Complete Lab Exercise 7 in the EMC Lab Guide.  For credit, you only need to answer questions that appear below (at the bottom of this document).

Note: 

·         You will want to open the script file “logit.R” to assist you in the lab steps.  Click on that file in the “Get Stuff” (Black Board) link of our course page, then copy/paste the text into the script area of RStudio.

·         You will NOT execute the “setwd("~/LAB07")” line in the script, as you will load files from our “Get Stuff” link.

·         Note in Step 4:  This file will only read in correctly if you have set your working directory appropriately.

·         Note in Step 4:  The “table” function is giving you a count.  So “table(Mydata$MYDEPV)” tells you HOW MANY of the 750 records have Dependent Variable (“MYDEPV”) 0 and 1.  “table(Mydata$Price,Mydata$MYDEPV)” is giving you a count matrix by price.

·         Note also in Step 4:  Income is provided in thousands.

·         Note also in Step 4:  You should see that we have satisfied the “general rule”, since none of the dependent variables’ (Price, Income, Age) correlations are even close to .85 (the highest is .096).

·         Note in Step 5:  As business people, we need the “log odds of Purchase” to make sense.  Go here for a nice log odds calculator.  So, we know from our output that every one unit change in Income increases the log odds of purchase by 0.12876.  In business people plain English, that means for every $1,000 (one unit) more a customer has in Income, he/she is 3.21% (from the calculator… .5321 is 53.21% or 3.21% higher than the base case of 50/50) more likely to make that purchase.  Here is another quick explanation of p, odds, and log odds.

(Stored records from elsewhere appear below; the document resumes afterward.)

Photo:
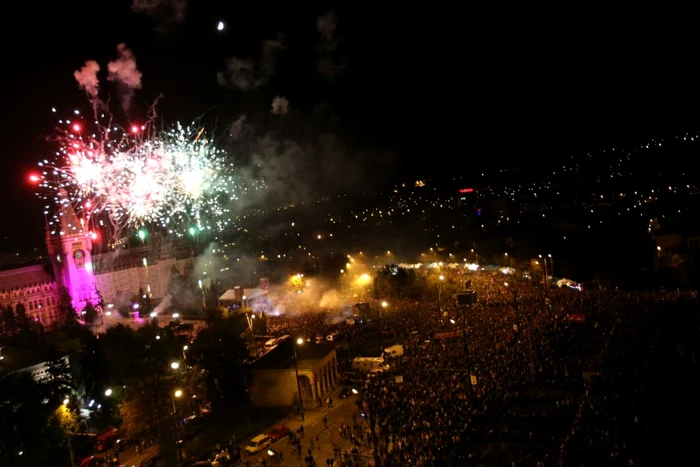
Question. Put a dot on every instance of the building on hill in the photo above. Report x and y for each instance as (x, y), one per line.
(255, 298)
(33, 360)
(74, 269)
(274, 378)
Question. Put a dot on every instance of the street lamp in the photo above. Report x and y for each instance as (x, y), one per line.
(299, 341)
(176, 395)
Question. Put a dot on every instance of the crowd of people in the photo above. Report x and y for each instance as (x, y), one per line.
(528, 375)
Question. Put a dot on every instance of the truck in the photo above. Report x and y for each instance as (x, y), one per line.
(370, 364)
(394, 351)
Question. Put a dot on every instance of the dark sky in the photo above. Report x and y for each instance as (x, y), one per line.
(444, 90)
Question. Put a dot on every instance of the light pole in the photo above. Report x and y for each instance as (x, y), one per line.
(529, 329)
(70, 446)
(299, 341)
(176, 395)
(381, 331)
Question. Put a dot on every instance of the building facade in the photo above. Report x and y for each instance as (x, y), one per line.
(274, 381)
(74, 269)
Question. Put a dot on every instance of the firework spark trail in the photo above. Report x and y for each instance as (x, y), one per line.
(140, 177)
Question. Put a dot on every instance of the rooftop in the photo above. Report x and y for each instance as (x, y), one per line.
(18, 358)
(281, 357)
(25, 276)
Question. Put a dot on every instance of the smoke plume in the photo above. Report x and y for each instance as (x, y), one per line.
(167, 11)
(124, 72)
(240, 129)
(246, 74)
(87, 78)
(164, 304)
(328, 64)
(280, 106)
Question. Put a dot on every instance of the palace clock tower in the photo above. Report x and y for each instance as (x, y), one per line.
(69, 247)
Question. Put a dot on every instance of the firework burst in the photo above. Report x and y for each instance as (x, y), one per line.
(173, 178)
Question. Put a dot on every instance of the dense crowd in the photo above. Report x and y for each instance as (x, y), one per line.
(554, 374)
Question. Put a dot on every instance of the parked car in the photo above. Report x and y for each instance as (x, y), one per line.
(278, 432)
(257, 444)
(347, 392)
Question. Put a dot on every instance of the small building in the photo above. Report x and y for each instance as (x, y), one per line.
(34, 360)
(274, 378)
(255, 298)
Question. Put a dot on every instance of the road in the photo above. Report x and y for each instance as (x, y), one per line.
(341, 412)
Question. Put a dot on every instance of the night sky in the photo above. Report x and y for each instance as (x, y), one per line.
(436, 91)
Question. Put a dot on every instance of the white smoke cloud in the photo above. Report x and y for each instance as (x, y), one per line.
(87, 78)
(280, 105)
(240, 129)
(328, 64)
(164, 304)
(326, 25)
(245, 74)
(124, 72)
(163, 10)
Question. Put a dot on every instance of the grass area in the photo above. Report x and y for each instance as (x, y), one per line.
(221, 428)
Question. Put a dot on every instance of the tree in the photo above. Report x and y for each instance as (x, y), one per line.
(93, 368)
(68, 317)
(9, 323)
(218, 353)
(59, 380)
(89, 313)
(21, 318)
(144, 301)
(23, 422)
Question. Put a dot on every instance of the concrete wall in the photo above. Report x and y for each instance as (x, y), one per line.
(278, 388)
(131, 280)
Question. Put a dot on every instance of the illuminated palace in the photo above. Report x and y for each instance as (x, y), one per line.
(73, 268)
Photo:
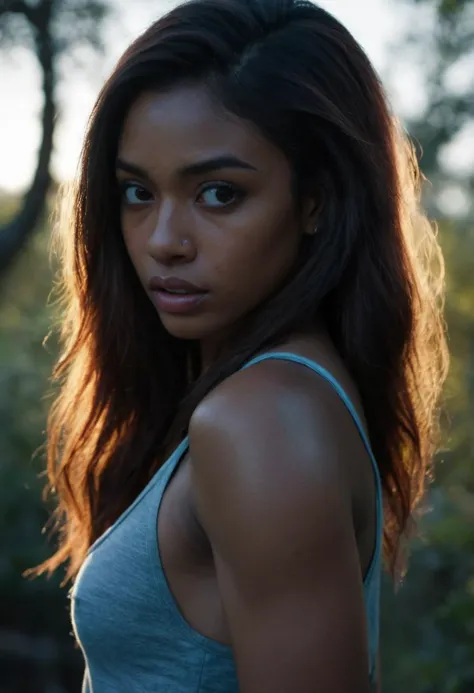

·         Note in Step 7:  Once again here (like in Lab 6), you want the Q-Q plot to be roughly linear along the X-Y axis, and we see that it is.

·         Note in Step 8:  This releveling simply changes the reference price point to 30 (from 10).

·         Note in Step 9:  You can actually install this “bitops” package here.  You will be asked for a CRAN (“Comprehensive R Archive Network”) mirror location, like in Lab 5.  Once again, just pick something geographically close to us (Michigan or Indiana, for example).

 

 

Post all answers/screen shots to your class Google Sites page under “LAB07”.

 

Step 5, (2):

Show a screen shot of the summary output of your logistic regression model.

 

 

Step 5, (second 2):

How much does one unit in Age increase the log odds of purchase?  What does this mean in plain business English?

 

 

Step 5, (second 2):

What is the general interpretation of the Price20 and Price30 coefficients?

 

 

Step 9, (8):

Show a screen shot of the ROC curve.  Give a business explanation of what this means.

 

 

Step 10, (2):

Show a screen shot of newdata1.  Give a business explanation of what this means.

 

Step 11, (2):

Show a screen shot of the plot of newdata2AgeP.  Give a business explanation of what this means.

 

 

Step 13, (2):

Show a screen shot of the 10 data samples in your random selection.  How many qualify for special offers?